How do you think that FDI can help Zambia move up the value chain?
That is an important consideration. To add value, you first of all need capital, obviously. You need factories, technology, and people that know how to operate these systems. At present, those skills are not available in Zambia. This is the same in mining, where we are traditional in outlook. Most of our minerals and copper are exported without value adding because of the lack of capital. In farming, in particular, this is where the major opportunity lies for FDI to bring investors in from outside to come and set up facilities and plants, access their networks, and get the crops that we have now stored properly, and then add value. FDI is crucial in this area. In fact, that is the way forward. Obviously, as the government, that is what we are targeting. The potential exists out there, and we are openly inviting investors to come and invest in the area of value adding for agricultural products.

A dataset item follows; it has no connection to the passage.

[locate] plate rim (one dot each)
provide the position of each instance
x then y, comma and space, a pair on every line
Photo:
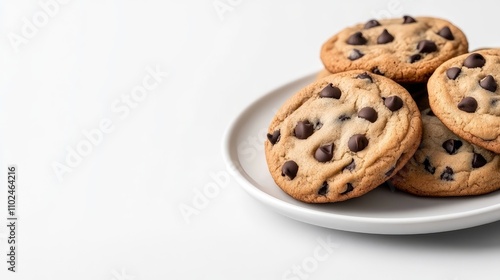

What other crops are you most excited about?
Rice is at the top of the list. There is currently a push to look for alternatives to maize, because maize is the staple crop. In fact, maize is the number one crop. When you look at the best alternative, rice comes out on top. We have good conditions for sweet potatoes, also, and are looking at cassava, as it grows quite well here. In terms of cash crops, there are basically three: tobacco, cotton, and coffee. Sugar cane is restricted to big industry, but for our people we are looking at tobacco, coffee, and cotton as potential cash crops. On the livestock side, we are encouraging the five main animals: cattle (our main animal, both for beef and for daily use), pigs, goats, sheep, and poultry. We are pushing these five meats to balance the population's diet, and they are doing very well.
How will the development of more transport infrastructure help Zambia to become an agricultural exporter?
One thing I've learned about agriculture is that it cannot stand on its own. For it to work well, develop, and contribute to GDP, you need to have infrastructure around it, especially roads. You need to have good roads, and that equals transport. If we can get a quality road system and transport to and from the farms, then the first major step is achieved. We are trying very hard to become the food basket for the southern Africa region and beyond, and exports are the way to go. To achieve that, we need rail linkages. There is an excellent rail system coming up now, and through its optimal use we can reach our ports. We have a few high-value crops like flowers, but those can be exported to Europe or North America via plane. That is where the airports fit into the picture. Without transport, forget agriculture. It's a hugely important issue.